How-Toscreenwriting

How to Format a Screenplay Correctly

Industry-standard screenplay formatting rules — margins, fonts, scene headings, action, dialogue, and common mistakes to avoid.

Screenplay formatting is not a suggestion — it is a professional standard. Producers, agents, and script readers expect a specific layout. A screenplay that deviates from standard format signals an amateur writer before anyone reads a word of dialogue.

The Technical Standards

Professional screenplays follow these conventions, as established by industry practice and reinforced by the Writers Guild of America:

  • Font: 12-point Courier (or Courier Prime)
  • Margins: 1.5 inches left, 1 inch right, 1 inch top and bottom
  • Page numbers: top right, starting on page 2
  • Scene headings: all caps, flush left
  • Action: flush left, present tense
  • Character names: 3.7 inches from left margin, all caps
  • Dialogue: 2.5 inches from left, 3.5 inches wide
  • Parentheticals: 3.1 inches from left, within dialogue block
  • Transitions: flush right, all caps (used sparingly)

These measurements produce the "one page equals one minute" rule that the industry relies on for scheduling and budgeting.

Scene Headings (Slug Lines)

Every new scene starts with a scene heading that contains three pieces of information:

INT. COFFEE SHOP - DAY
  1. INT. or EXT. — interior or exterior (determines lighting setup)
  2. Location — where the scene takes place
  3. Time — DAY, NIGHT, DAWN, DUSK, CONTINUOUS, LATER

Scene headings are always in CAPS. Do not add camera directions, character names, or weather to the scene heading.

Action Lines

Action describes what we see and hear on screen. Rules:

  • Present tense — "Sarah WALKS to the window" not "Sarah walked"
  • Visual and auditory only — no internal thoughts, no backstory, no information the camera cannot capture
  • Concise — aim for 3-4 lines maximum per action paragraph
  • Sound effects in CAPS — "A GUNSHOT echoes" or "The door SLAMS"

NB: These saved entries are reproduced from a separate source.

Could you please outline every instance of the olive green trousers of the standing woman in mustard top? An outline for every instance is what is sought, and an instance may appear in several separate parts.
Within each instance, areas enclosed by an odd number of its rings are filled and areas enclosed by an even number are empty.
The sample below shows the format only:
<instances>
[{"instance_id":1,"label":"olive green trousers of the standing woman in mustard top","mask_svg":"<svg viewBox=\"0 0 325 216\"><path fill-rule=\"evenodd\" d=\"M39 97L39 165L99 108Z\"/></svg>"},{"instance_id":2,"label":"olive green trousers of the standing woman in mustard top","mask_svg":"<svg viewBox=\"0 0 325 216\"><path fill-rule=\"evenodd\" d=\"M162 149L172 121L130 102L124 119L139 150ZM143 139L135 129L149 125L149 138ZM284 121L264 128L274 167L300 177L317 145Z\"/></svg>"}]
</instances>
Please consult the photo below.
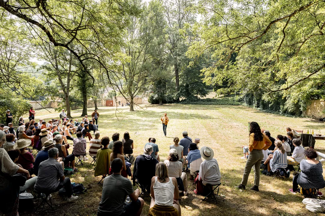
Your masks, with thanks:
<instances>
[{"instance_id":1,"label":"olive green trousers of the standing woman in mustard top","mask_svg":"<svg viewBox=\"0 0 325 216\"><path fill-rule=\"evenodd\" d=\"M263 157L264 155L262 153L262 150L253 149L253 151L249 154L244 168L243 179L241 180L242 185L247 185L248 176L253 166L255 173L254 186L258 187L260 185L260 165Z\"/></svg>"}]
</instances>

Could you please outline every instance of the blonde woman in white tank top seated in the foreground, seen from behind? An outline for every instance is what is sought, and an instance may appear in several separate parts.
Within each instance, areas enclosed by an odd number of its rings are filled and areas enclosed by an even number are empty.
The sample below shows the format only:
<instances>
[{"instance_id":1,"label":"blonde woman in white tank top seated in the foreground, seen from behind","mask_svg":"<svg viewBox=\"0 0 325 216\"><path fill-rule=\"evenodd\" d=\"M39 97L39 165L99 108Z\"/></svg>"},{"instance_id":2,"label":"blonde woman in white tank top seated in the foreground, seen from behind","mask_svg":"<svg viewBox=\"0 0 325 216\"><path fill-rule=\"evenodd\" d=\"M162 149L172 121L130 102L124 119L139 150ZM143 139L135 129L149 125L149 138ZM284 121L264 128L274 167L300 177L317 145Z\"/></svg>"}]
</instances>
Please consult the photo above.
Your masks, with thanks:
<instances>
[{"instance_id":1,"label":"blonde woman in white tank top seated in the foreground, seen from behind","mask_svg":"<svg viewBox=\"0 0 325 216\"><path fill-rule=\"evenodd\" d=\"M156 176L151 179L151 202L148 216L181 216L178 198L176 178L168 176L168 169L164 163L157 164Z\"/></svg>"}]
</instances>

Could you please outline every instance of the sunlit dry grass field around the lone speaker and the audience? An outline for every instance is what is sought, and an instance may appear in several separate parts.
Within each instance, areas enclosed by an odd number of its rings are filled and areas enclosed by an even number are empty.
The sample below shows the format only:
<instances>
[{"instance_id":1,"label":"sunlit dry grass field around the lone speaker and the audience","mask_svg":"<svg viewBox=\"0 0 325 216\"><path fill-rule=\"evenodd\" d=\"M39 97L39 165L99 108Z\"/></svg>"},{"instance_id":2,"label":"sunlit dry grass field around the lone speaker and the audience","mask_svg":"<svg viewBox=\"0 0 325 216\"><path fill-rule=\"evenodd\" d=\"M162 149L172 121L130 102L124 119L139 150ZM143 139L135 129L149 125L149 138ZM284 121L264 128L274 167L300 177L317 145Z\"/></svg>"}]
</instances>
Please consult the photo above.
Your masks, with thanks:
<instances>
[{"instance_id":1,"label":"sunlit dry grass field around the lone speaker and the audience","mask_svg":"<svg viewBox=\"0 0 325 216\"><path fill-rule=\"evenodd\" d=\"M53 111L53 110L52 110ZM90 115L93 109L88 110ZM261 175L260 192L251 190L240 191L235 186L240 184L246 160L242 156L241 145L248 144L248 122L256 121L261 128L269 130L271 136L284 135L285 128L291 127L296 130L313 129L314 132L321 131L325 134L325 124L313 119L289 118L279 115L260 112L251 108L241 106L223 105L165 105L152 106L145 110L129 112L128 107L99 108L99 130L101 137L109 136L114 132L120 133L120 139L125 131L129 131L131 139L134 140L134 155L143 153L143 146L149 137L155 137L159 145L161 161L167 158L169 145L173 138L181 138L182 131L188 131L193 140L200 138L200 147L209 146L214 150L214 158L217 159L222 175L218 204L201 202L203 197L193 193L194 186L189 182L189 194L181 197L180 205L182 215L315 215L305 209L302 204L302 195L291 194L288 189L292 187L292 176L289 179L274 179ZM163 136L160 117L164 112L169 116L167 137ZM48 120L59 118L56 112L49 113L39 110L36 114L48 115L42 119ZM78 119L80 110L72 113ZM119 119L117 119L117 117ZM136 134L135 134L136 133ZM89 148L89 146L88 146ZM317 151L325 153L325 141L316 141ZM90 158L90 157L89 157ZM67 203L53 194L55 211L47 212L48 215L96 215L98 203L101 197L102 185L97 182L100 177L94 177L94 167L90 161L85 162L83 168L73 176L69 176L72 182L83 183L88 188L88 193L79 196L75 203ZM247 188L253 186L253 170L249 177ZM323 193L325 190L323 191ZM142 215L147 215L150 200L145 199ZM190 206L192 210L185 208ZM28 214L24 214L28 215ZM37 215L32 213L29 215ZM319 214L320 215L320 214Z\"/></svg>"}]
</instances>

The first time a character appears, their name is in CAPS: "SARAH (28), sharp eyes, paint-stained jeans."

Dialogue

Dialogue formatting is the most precise part of the screenplay:

                    SARAH
          I told you not to come here.

                    MARK
          And I told you I don''t take orders.
  • Character name centered in caps
  • Dialogue indented below
  • No quotation marks
  • Keep speeches short — long monologues are a red flag

Parentheticals

Brief direction within dialogue, used sparingly:

                    SARAH
                (whispering)
          They can hear us.

Do not use parentheticals for acting direction ("angrily", "sadly"). Trust your actors.

Common Formatting Mistakes

  1. Camera directions — avoid CLOSE UP ON, PAN TO, WE SEE. The director decides camera work
  2. "We see" or "We hear" — the audience always sees and hears; these phrases are redundant
  3. Overwritten action — screenplays are blueprints, not novels. Be efficient
  4. Centered text — nothing in a screenplay is centered except character names above dialogue
  5. Bold, italic, or underline — used very sparingly if at all. ALL CAPS for emphasis

Use Software, Not Word Processors

A screenplay editor handles all of these formatting rules automatically. You type, and the software applies the correct margins, capitalization, and spacing based on which element you are writing. This is dramatically faster than configuring a word processor and ensures consistent output.


Seikan auto-formats your screenplay as you write — scene headings, action, dialogue, and transitions follow industry standards automatically. Free to start.

Frequently Asked Questions

What font should a screenplay be in?

12-point Courier or Courier Prime. This font is required because its fixed-width characters produce the one-page-per-minute timing that the industry uses for scheduling and budgeting.

Why is screenplay formatting so strict?

Standardized formatting ensures that one page equals approximately one minute of screen time. This consistency allows producers, schedulers, and budget departments to estimate costs and timelines from the page count alone.

Should I include camera directions in my screenplay?

Generally no. Camera directions (CLOSE UP, PAN TO, WE SEE) are the director and DP's domain. Including them in a spec screenplay is considered overstepping. The exception is when a specific shot is essential to the story (e.g., revealing information through a close-up).